Knowledge, Attitude and Uptake of Premarital Screening for the Sickle Trait Among Married Couples in a Semi-Urban Community in South-South Nigeria
Precious Kalamba Gbeneol1, Seiyefa Funakpa Brisibe2, Best Ordinioha3
1Department of Medical Services, University of Education, Port Harcourt, Nigeria
2Department of Family Medicine, Niger Delta University Teaching Hospital, Okolobiri - Bayelsa State, Nigeria
3Department of Community Medicine, University of Port Harcourt Teaching Hospital, Port Harcourt, Nigeria
(P. K. Gbeneol)
Precious Kalamba Gbeneol, Seiyefa Funakpa Brisibe, Best Ordinioha. Knowledge, Attitude and Uptake of Premarital Screening for the Sickle Trait Among Married Couples in a Semi-Urban Community in South-South Nigeria. European Journal of Preventive Medicine. Vol. 3, No. 3, 2015, pp. 49-54. doi: 10.11648/j.ejpm.20150303.13
Abstract: More than 24% of Nigerians are carriers of the sickle cell gene, while about 2% of all the newborns in Nigeria are born with the sickle cell disease. The disease is a lifelong cause of severe morbidity that often require prolonged hospital admission; even as the patients have 92% excess mortality. The prevention of the disease is therefore very important, especially in Nigeria whose contribution to the global total has been projected to increase. Premarital screening for the sickle cell gene is considered one of the best ways of preventing the sickle cell disease. This study assessed the knowledge, attitude and uptake of the premarital screening among married couples in Choba, a semi-urban community in south-south Nigeria. A descriptive cross-sectional study design was used, with the data collected using structured, interviewer-administered questionnaire that was administered on married male members of the study community. A total of 290 questionnaires were administered and retrieved. The respondents had an average age of 30.55 ±4.1 years; majority (65.86%) had a tertiary education and they were all Christians. All the respondents knew about the sickle cell disease, while 84.83% were aware of the premarital screening for the disease.
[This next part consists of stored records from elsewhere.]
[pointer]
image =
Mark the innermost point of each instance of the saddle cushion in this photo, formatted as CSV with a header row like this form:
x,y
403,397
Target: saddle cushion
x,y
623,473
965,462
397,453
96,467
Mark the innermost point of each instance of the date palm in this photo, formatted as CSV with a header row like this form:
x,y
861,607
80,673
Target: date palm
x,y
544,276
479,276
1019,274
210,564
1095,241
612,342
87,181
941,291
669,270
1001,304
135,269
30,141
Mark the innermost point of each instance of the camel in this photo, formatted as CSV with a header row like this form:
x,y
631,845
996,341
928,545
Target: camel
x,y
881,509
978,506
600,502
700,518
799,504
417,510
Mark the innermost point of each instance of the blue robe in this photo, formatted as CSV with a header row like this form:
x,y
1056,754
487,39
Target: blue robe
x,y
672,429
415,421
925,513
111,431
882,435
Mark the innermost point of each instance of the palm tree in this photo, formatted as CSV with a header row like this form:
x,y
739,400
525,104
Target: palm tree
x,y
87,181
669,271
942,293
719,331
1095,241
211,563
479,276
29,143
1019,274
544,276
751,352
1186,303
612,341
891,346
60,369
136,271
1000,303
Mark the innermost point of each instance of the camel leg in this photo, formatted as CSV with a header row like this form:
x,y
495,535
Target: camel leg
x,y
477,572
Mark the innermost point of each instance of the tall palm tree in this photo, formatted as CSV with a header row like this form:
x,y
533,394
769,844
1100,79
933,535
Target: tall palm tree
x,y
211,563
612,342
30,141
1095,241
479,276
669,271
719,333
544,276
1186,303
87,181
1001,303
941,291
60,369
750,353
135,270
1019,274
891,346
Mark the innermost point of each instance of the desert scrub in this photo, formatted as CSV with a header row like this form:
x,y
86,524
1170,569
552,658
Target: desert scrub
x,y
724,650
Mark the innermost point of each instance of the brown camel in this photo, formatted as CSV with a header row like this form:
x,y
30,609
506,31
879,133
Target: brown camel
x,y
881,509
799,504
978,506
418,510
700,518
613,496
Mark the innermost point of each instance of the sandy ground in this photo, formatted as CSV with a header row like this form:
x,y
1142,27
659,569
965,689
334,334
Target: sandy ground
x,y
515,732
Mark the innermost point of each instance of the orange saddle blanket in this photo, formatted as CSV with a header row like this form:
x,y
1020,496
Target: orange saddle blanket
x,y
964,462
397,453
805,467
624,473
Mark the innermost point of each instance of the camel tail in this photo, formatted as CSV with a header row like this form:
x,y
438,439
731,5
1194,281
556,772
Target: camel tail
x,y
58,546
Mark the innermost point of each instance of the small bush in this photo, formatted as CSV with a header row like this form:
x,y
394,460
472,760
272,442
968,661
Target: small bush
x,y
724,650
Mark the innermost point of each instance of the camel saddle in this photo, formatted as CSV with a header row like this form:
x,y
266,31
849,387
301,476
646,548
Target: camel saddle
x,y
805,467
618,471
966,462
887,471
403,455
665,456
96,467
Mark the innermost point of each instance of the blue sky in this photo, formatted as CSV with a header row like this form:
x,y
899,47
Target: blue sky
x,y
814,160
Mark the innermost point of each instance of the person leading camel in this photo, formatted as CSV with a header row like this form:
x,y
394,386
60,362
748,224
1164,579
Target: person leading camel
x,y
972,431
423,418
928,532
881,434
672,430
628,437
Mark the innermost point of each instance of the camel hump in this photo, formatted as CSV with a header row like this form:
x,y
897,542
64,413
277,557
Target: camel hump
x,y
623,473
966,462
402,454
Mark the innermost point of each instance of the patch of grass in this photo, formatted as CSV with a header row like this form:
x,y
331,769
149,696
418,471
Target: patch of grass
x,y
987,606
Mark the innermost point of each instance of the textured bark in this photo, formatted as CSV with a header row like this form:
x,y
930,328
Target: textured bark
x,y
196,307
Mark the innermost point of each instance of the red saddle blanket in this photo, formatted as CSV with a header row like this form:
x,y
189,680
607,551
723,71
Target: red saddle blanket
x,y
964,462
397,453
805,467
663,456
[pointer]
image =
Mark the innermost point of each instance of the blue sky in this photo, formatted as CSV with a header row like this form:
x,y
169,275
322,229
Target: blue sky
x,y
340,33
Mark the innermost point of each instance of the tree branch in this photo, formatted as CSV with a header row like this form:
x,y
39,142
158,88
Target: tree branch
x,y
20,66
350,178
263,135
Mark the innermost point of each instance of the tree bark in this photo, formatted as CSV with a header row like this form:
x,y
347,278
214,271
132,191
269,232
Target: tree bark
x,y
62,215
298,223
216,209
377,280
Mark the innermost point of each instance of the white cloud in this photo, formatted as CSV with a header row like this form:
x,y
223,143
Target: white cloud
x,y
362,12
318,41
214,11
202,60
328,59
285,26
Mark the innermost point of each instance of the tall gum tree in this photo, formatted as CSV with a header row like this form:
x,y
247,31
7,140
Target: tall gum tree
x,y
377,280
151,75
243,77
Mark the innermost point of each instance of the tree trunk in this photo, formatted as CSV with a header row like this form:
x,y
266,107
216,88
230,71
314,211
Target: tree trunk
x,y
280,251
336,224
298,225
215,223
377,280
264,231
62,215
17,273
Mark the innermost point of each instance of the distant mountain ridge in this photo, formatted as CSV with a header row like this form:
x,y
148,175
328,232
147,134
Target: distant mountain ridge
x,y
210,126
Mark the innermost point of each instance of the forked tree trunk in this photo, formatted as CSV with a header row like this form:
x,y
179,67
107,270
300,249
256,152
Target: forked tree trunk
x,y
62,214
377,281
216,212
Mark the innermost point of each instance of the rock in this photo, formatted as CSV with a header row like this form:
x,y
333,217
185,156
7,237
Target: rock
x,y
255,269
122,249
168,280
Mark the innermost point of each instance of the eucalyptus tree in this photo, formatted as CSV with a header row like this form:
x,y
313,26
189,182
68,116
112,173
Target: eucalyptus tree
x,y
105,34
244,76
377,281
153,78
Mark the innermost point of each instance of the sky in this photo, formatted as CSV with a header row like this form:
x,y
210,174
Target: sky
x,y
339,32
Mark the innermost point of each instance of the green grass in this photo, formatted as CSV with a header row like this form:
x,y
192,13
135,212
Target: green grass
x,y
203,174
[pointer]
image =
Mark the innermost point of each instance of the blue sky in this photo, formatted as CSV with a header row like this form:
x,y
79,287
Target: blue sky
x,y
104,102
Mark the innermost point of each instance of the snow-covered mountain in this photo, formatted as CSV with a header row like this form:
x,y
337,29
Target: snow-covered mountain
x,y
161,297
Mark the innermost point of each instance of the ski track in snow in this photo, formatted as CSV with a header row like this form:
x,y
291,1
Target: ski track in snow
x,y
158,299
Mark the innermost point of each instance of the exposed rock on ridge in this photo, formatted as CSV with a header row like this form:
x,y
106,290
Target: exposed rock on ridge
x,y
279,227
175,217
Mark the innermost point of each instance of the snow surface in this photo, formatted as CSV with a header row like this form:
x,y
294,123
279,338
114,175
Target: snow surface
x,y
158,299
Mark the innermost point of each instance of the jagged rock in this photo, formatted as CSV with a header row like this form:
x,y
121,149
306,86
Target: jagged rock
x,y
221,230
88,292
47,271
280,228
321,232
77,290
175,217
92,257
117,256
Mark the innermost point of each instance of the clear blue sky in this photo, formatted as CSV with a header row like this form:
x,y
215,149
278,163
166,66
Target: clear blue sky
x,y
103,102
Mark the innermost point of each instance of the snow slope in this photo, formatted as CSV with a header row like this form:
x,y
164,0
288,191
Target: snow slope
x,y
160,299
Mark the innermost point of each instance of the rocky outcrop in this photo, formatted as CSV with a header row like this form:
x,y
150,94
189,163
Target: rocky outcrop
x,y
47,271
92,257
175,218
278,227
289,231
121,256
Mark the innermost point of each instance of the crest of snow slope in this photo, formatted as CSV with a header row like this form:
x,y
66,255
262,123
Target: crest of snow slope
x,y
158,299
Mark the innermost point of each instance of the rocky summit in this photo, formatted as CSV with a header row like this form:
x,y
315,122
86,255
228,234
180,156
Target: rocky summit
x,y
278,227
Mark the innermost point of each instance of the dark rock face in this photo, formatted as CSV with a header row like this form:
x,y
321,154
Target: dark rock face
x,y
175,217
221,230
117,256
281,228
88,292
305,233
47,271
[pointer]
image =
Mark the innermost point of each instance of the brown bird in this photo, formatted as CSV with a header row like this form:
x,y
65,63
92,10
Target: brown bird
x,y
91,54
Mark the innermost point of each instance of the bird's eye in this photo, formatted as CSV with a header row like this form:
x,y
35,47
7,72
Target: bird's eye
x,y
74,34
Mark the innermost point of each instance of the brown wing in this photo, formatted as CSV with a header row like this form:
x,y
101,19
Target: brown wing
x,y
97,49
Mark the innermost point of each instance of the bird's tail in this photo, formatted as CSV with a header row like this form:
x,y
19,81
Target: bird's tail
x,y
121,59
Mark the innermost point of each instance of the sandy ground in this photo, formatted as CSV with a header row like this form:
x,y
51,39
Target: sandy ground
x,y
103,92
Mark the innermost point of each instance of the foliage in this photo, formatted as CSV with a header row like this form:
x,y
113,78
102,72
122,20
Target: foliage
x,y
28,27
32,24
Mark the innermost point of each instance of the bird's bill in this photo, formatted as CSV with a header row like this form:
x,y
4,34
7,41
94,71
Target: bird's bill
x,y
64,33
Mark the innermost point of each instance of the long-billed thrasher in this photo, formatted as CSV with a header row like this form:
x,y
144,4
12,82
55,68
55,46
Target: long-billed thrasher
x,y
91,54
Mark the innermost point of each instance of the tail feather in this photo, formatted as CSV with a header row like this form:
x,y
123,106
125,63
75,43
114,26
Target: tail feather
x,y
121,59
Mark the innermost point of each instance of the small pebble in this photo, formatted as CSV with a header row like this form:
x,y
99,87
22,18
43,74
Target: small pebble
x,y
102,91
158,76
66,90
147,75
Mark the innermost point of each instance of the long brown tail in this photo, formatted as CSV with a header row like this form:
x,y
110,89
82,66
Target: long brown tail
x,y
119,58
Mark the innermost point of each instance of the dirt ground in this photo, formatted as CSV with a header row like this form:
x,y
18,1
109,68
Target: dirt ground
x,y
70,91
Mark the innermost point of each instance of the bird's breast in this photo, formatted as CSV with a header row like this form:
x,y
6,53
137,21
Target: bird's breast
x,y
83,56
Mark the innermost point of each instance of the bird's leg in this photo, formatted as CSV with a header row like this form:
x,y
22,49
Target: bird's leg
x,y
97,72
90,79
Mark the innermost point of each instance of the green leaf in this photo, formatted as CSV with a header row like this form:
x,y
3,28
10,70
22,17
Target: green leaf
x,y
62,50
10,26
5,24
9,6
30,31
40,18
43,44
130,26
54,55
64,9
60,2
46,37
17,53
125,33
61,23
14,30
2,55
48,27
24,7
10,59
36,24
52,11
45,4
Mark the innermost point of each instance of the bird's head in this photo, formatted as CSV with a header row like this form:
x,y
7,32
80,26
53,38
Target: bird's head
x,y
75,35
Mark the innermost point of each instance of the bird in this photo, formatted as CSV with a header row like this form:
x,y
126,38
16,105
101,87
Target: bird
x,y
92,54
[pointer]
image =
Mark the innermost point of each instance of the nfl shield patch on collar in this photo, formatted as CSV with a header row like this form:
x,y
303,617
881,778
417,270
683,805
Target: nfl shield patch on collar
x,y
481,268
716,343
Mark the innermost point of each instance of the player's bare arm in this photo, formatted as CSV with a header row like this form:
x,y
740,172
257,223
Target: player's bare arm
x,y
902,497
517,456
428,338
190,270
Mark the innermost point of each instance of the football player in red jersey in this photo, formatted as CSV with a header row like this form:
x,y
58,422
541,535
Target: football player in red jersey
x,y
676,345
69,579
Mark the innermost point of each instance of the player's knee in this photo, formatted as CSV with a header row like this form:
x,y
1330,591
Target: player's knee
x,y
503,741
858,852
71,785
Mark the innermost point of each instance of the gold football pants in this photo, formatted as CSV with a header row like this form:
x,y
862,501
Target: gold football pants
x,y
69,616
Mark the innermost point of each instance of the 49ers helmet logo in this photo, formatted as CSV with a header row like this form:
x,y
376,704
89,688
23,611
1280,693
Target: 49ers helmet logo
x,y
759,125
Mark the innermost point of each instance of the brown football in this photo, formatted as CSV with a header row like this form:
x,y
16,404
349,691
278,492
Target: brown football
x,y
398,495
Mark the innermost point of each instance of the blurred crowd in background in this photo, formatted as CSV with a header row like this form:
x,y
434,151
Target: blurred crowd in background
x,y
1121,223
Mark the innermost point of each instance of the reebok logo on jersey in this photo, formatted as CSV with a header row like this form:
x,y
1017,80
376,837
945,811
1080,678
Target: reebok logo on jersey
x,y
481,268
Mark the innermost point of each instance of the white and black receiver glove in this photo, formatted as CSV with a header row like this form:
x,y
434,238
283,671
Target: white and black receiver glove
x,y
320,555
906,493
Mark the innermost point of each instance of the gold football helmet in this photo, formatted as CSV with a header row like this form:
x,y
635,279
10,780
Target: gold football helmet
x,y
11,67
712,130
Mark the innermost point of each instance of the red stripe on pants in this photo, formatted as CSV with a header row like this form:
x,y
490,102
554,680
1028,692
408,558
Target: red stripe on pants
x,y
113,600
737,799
All had positive attitude towards the premarital screening, with 88.97% recommending that the screening be made compulsory for all intending couples. Most (72.76%) of the respondents carried out the premarital screening when they got married. The age, educational attainment and the religious denomination of the respondents significantly influenced the uptake of the screening (p-value > 0.001). A total of 9.00% of the respondents were of the same HbAS genotype as their intended spouses; out of which 21.05% went ahead and got married, citing as reasons the difficulty of jettisoning their spouses (25.00%); and the power of God to prevent a child with sickle cell disease (75.00%). The knowledge, attitude and uptake of premarital screening for sickle cell disease are high in the study, even as the screening programme is not driven by the government. The input of the government is however required in providing health education, genetic counselling and prenatal diagnosis.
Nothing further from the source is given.